The metric types all have a somewhat similar API: New*() instantiates a metric, Mark() registers an event, and Report() returns some result. In the case of an average, Mark() expects one float64 argument, and returns three values: average, number of cases, and a timestamp.
In order to publish metrics, they are added to a registry, and a server is started:
import "github.com/KarelKubat/runtime-metrics/base"
import "github.com/KarelKubat/runtime-metrics/registry"
import "github.com/KarelKubat/runtime-metrics/reporter"
...
errorRatio := base.NewAveragePerDuration(30 * time.Second)
err := registry.AddAveragePerDuration("lookup-error-ratio-per-30-sec", errorRatio)

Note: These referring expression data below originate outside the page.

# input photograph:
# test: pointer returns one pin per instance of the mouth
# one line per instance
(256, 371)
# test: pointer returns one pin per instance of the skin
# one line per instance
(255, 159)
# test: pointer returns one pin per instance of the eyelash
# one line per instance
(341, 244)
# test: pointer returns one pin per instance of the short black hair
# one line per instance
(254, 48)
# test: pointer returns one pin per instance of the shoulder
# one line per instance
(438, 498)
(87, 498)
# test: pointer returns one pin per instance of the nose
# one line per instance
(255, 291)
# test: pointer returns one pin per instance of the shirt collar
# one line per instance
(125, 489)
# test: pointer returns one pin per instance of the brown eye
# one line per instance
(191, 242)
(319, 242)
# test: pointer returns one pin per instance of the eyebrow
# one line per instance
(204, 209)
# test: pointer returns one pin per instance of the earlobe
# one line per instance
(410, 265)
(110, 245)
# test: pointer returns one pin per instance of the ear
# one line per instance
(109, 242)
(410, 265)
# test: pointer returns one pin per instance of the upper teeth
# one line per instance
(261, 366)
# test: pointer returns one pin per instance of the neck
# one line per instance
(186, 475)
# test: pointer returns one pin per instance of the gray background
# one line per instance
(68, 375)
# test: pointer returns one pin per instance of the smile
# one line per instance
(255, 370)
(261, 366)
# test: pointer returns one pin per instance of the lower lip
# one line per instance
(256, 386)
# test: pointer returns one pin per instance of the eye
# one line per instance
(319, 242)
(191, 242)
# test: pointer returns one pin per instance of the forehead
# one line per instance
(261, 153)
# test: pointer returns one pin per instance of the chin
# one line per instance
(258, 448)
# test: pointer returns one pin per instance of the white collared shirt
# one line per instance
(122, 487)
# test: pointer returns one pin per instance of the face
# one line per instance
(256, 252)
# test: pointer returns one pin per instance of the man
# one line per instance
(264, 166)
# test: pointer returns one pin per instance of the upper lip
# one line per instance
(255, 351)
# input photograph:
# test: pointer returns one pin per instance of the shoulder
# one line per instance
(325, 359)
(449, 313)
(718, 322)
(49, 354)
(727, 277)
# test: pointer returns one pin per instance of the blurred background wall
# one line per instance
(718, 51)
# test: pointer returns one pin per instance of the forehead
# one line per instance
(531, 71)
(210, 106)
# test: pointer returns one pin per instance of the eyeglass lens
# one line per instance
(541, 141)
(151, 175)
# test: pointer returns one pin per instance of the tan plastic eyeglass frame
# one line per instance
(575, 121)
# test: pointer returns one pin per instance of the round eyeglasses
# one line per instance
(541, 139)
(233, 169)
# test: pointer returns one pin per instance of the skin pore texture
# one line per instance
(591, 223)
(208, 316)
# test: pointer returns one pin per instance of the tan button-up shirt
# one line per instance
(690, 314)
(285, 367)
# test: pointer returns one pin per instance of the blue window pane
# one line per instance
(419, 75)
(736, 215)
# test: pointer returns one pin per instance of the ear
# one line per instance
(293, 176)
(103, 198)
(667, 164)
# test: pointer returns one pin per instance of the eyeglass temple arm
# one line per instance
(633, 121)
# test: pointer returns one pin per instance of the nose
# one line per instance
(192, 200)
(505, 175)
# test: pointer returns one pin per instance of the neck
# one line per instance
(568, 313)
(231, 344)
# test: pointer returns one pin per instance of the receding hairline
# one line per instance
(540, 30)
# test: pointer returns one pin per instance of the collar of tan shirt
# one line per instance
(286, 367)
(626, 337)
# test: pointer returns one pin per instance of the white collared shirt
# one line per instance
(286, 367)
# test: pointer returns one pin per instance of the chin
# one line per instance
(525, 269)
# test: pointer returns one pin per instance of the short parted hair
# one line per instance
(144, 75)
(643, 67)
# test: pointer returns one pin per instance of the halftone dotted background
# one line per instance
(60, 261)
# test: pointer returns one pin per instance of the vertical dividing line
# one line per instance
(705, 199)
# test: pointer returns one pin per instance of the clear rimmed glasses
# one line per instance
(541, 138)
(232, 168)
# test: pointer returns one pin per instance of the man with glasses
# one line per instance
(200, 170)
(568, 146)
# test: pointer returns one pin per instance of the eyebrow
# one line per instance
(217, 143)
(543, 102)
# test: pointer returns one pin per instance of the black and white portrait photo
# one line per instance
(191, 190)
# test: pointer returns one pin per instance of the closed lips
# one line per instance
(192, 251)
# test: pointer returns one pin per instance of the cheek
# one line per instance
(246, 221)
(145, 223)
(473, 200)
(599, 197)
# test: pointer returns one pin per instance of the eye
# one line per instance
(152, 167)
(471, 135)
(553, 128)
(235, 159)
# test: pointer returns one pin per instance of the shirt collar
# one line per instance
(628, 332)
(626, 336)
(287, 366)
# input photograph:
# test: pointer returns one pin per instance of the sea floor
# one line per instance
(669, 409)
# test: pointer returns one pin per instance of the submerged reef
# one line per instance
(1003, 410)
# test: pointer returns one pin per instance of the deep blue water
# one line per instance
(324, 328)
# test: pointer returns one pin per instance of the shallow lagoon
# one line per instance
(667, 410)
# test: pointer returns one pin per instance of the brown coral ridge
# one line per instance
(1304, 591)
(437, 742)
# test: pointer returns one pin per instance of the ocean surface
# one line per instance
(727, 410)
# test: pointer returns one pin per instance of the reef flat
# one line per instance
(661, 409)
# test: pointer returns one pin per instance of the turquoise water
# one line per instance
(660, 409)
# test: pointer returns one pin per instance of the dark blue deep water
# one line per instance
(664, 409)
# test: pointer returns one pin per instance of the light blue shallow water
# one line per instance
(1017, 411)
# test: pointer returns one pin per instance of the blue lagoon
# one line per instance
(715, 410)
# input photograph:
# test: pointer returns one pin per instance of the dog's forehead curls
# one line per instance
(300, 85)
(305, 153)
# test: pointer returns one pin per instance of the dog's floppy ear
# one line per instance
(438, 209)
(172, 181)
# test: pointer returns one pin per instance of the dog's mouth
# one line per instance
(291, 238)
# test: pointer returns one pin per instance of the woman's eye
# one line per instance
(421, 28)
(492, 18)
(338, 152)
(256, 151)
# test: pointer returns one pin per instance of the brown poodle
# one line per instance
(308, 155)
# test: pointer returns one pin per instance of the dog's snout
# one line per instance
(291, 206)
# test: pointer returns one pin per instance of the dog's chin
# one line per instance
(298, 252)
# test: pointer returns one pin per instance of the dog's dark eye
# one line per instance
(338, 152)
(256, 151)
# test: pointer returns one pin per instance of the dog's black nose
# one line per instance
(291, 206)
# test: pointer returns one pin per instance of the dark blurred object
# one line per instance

if err != nil { ... } // collision of name
go func() {
err := reporter.StartReporter(":1234")
if err != nil { ... } // probably port 1234 is already in use
}()
Published metrics can be scraped by a client:
import "github.com/KarelKubat/runtime-metrics/reporter"
c, err := reporter.NewClient(":1234")
if err != nil { ... } // connection error
av, n, until, err := c.AveragePerDuration("lookup-error-ratio-per-30-sec")
if err != nil { ... } // metric doesn't exist
if av > 0.01 {
log.Printf("WARNING %v percent of lookups is failing", av * 100)
}
There is also discovery: a client can get a list of all the names of counts, sums, and averages, and query these. See demo/demosrc/client_allnames.go for an example.
Be sure to read the docs of the base/ package to understand what the metrics do. Particularly make sure you understand how *PerDuration metrics work, they always report results that "lag" a duration.
For information how to publish metrics, read the server section in package reporter/. For scraping, read the client section. A runnable example is provided in demo/ with sources in demo/demosrc/.
Packages tools/, namedset/ and api/ are for internal usage.
This software is distributed under GPLv3, see LICENSE.md. Basically that means that you can use it as you like, there's no cost and no guarantee, you are free no modify the code as you see fit, but if you do, you must make your changes available to others under the same conditions.
As a courtesy, I'd love to be informed of any changes that you make - I could incorporate them into a next release, with full credits if you like.